No laboratory work is specific for polyps, but it may be helpful to rule out any other diseases prior to a general anesthesia. Testing for feline leukemia and feline immunodeficiency virus would also be appropriate.
For a thorough examination of the pharynx and ear canal, sedation or anesthesia is usually required. This will allow your veterinarian not only look down the throat, but also to pull back the soft palate in order to visualize a polyp. A thorough ear examination can be performed using an otoscope to see if the tympanic membrane (ear drum) is intact or not.
Radiographs (X-rays) of the skull can be helpful and are usually obtained under general anesthesia. A particularly useful view is called an open-mouth view, which highlights the middle ear, the bullae, so that the two sides can be compared. Normally the bullae should contain air and their content should be black on a X-ray.
CT scan or MRI can be useful to define the extent of a mass within the middle ear. For example, in an older cat, other tumors may be considered. The CT or MRI allows determination of invasion into the inner ear, the pharynx and the outer ear, more clearly than regular X-rays. It should be noted that up to 25 percent of animals with middle ear disease do not have any abnormalities seen on their x-rays.
In cases in which there is no evidence of a polyp in the pharynx or in the external ear canal, that is one in which the abnormality is confined to the middle ear alone, myringotomy may be performed to sample the contents of the bulla. Under anesthesia a needle is passed through the ear drum and fluid and cells are obtained for culture and cytology. Appropriate antibiotics can be started. In the case of a primary infection, or an infection secondary to a polyp or other mass in the middle ear, this often fails to provide adequate drainage of infected material, necessitating more aggressive surgery.
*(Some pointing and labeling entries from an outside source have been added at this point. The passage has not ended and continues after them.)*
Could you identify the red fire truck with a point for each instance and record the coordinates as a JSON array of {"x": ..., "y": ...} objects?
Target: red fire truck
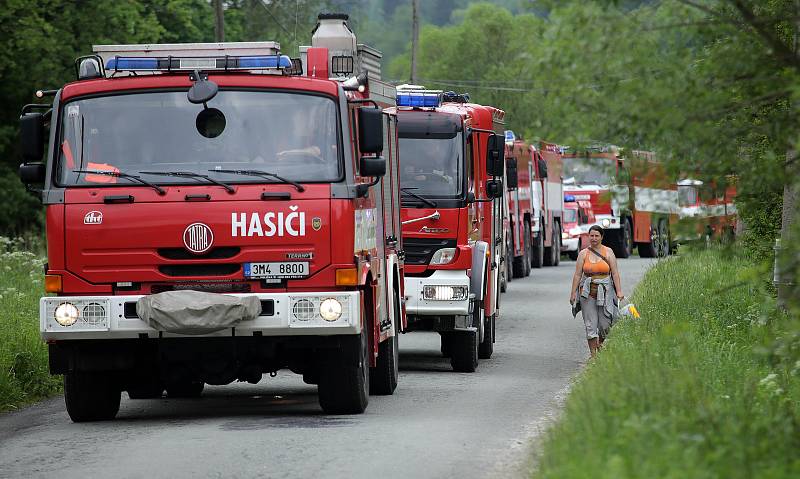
[
  {"x": 535, "y": 204},
  {"x": 638, "y": 203},
  {"x": 451, "y": 182},
  {"x": 216, "y": 212}
]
When a polyp is present in the pharynx, it can carefully be plucked out, attempting to get as much of the stock as possible. Some success has been reported using this technique, together with a course of steroids.
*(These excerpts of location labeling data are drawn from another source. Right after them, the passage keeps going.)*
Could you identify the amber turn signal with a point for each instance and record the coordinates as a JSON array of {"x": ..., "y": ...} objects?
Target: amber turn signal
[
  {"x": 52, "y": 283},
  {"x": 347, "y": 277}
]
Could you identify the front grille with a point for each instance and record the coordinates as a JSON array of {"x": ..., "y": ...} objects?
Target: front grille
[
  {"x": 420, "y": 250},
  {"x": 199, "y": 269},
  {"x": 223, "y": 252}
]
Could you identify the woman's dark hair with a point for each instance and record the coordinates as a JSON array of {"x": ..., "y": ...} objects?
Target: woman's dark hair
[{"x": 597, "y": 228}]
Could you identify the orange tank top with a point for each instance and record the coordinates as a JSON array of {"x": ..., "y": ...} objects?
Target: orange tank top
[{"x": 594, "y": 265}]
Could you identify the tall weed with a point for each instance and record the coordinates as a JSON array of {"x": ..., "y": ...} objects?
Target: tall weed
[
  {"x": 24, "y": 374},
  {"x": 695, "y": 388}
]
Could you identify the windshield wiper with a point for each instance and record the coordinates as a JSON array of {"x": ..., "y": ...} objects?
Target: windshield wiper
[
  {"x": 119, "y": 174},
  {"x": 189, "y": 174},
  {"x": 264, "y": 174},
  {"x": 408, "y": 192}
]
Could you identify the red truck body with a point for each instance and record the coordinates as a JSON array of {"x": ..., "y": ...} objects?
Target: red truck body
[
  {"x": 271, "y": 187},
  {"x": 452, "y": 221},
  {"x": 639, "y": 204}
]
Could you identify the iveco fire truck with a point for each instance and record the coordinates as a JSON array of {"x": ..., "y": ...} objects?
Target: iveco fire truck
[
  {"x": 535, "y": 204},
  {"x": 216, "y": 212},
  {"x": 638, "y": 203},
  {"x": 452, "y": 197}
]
When X-rays show changes in the bulla, after removing the polyp from the throat, a ventral bulla osteotomy may be performed. This involves shaving under the neck and incising the skin to get access to the appropriate middle ear. The bony bulla is opened and the polyp and infected tissue removed and flushed. A drain may be inserted in the skin incision for a few days.
When the polyp passes through the ear drum, it may be removed by plucking. Alternatively an ear surgery may be performed to allow better access and drainage of the external ear. One such procedure is called a lateral wall resection and is usually reserved for those cases in which outer ear changes are more significant.
Cultures are obtained at the time of surgery and tissue is submitted for evaluation by pathologists.